I leaned forward and spoke, glaring into her eyes. “I came in here looking for my compassion. I lost it years ago, bit by bit. I lost it when I was eight, and other kids chased me around the playground for no visible reason—and they weren’t playing. When I started junior high and got beat up in gym class because the rest of the school was white, like my grade school. When I ran for student congress and had my posters covered with swastikas and KKK symbols. And that was before I got out into the world on my own. You want to hear about my adult life?”


I paused to catch my breath. She backed away from me.


“I’ve lost more of my compassion every year of my life for every year I can remember, until I don’t have any more. Well, it’s here, but I can’t find it.”


She stood speechless in front of me. Letting her have it all at once accomplished that much, at least.


“Maybe you were in the wrong town,” she muttered.


“You think I like being like this? Hating the memories of my life and not caring what happens to anybody? I said I’ve lost my compassion, not my conscience.”
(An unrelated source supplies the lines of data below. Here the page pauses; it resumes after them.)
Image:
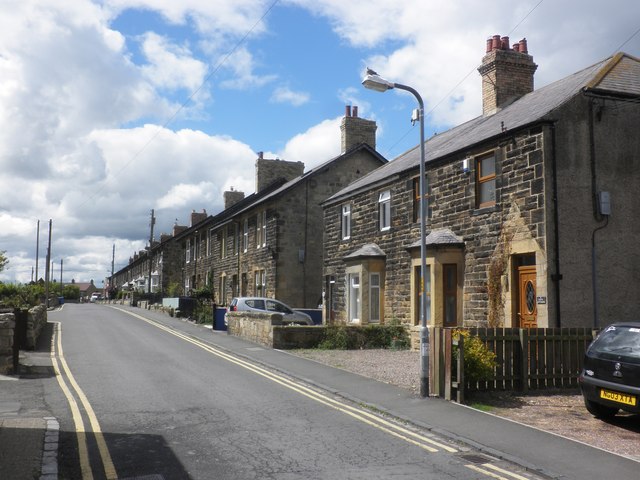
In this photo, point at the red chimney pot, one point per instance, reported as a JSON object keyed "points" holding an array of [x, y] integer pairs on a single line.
{"points": [[523, 46], [495, 44]]}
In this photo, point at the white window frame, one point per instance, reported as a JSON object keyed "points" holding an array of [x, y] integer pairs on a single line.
{"points": [[374, 297], [261, 229], [223, 289], [260, 283], [223, 242], [354, 308], [384, 210], [346, 221], [245, 235]]}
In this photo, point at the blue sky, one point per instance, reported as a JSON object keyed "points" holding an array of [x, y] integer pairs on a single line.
{"points": [[111, 108]]}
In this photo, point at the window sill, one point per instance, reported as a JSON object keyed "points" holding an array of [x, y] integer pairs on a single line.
{"points": [[485, 210]]}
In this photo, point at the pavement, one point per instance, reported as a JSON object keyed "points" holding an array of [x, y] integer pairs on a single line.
{"points": [[29, 433]]}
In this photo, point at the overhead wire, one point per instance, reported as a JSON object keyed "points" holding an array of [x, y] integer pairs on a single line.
{"points": [[464, 79], [183, 105]]}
She walked back and put the metal bottle back in its place on the shelf. “I can find it,” she said quietly.


“What?”


“I’ve been watching you. When you get something for someone, you follow the little white light that appears.”


“You can see that?”


“Of course I can—anybody can. You think you’re special? We just can’t see our own. I figured that out.”


“Well…so did I,” I said lamely.


“So, I could get your compassion for you.”


“Yeah?” I didn’t think she would, considering all she’d said.


“Only you have to get what I want, first.”


“You don’t trust me, remember?”


She smiled smugly. It looked grotesque, as though she hadn’t smiled in ages. “I can trust you. Because you know that if you don’t give me what I want, I won’t give you your compassion. Besides, if all goes well, your lack of compassion won’t make any difference.”


“Well, yeah. I guess so.” I hadn’t considered a deal with another customer before. Until now, I had just been waiting for the no-show proprietor, and then had given up even on that.


“Well?” she demanded, still with that weird forced smile.


“Uh—yeah, okay.” It was my last chance. I glanced around and found her spot of white light behind me on a lower shelf. “This way.”


She walked next to me, watching me carefully as the white light led us down the crowded aisle. A large porcelain vase emitted guttural mutterings on an upper shelf as we passed. Two small lizards from the Florida corridor and something resembling a T-bone steak with legs were drinking at a pool of shiny liquid in the middle of the floor. The viscous liquid was oozing slowly out of a cracked green bottle. We stepped over it and kept going.


The light finally stopped on the cork of a long-necked blue bottle at the back of a bottom shelf. I stopped and looked down at it, wondering if this deal had an angle I hadn’t figured.